Umm...I was with you 'til "underoos".
Oh, hell, who'm I kidding. I'm still with you!
Great post! Your point about playing with the rules holds in regular continuity, but there's another set of rules for alternate continuity stories like, say, 'Universe X'...where Cap's "actual" death could carry an emotional resonance that it never could in the ongoing monthly, where we all know it's temporary/reversible.
I also have to say that I'd rather see the Universe X treatment than Cap getting sniped like a common pigeon. Not very comic-booky at all.
Right, and that's more or less what I meant by Elseworlds and One-Shots. The rules are different in a "What If...?" story, but still come in recognition of the conventions.
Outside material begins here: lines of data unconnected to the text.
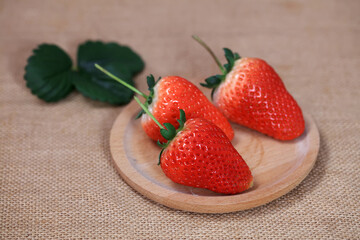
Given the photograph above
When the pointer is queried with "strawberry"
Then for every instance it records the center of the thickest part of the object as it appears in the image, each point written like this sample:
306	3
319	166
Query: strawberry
199	154
249	92
167	96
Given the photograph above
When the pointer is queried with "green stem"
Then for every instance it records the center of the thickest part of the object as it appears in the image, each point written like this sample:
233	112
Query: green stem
149	113
202	43
120	81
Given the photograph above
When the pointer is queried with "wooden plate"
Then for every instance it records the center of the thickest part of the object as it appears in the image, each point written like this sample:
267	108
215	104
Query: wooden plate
277	166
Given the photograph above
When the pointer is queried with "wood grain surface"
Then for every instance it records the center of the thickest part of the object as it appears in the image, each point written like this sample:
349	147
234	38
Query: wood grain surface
277	166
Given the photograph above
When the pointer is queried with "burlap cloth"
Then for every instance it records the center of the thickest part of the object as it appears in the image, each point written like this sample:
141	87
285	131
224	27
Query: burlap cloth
57	177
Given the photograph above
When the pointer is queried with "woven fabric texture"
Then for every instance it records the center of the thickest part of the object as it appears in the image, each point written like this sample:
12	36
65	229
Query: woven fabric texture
57	178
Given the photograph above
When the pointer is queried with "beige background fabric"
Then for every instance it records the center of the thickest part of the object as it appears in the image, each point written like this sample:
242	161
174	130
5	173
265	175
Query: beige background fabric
57	178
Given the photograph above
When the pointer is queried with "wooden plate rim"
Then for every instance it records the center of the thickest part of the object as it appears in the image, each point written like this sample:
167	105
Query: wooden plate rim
204	204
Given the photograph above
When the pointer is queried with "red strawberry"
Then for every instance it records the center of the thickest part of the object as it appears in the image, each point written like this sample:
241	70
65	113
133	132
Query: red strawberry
174	93
250	93
199	154
167	96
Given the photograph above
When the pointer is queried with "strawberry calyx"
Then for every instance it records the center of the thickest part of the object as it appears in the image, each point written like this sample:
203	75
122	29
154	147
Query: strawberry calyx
151	84
214	81
170	132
The Imaginary Story/What If/Elseworlds says "we know we can't do this normally, but here's what it might look like if we can," and more often than not, it says "aren't you glad we can't do this normally?"
Oddly enough, I have the opposite reaction...I stopped reading monthlies years ago, but have been drawn to keep getting interesting one-shots like Kingdom Come and Earth X, etc..
I enjoy the stories where things change, and then the slate is wiped clean for another one-shot. Strange and perverse, I know, but these are the only comics that have intrigued me for a long time now.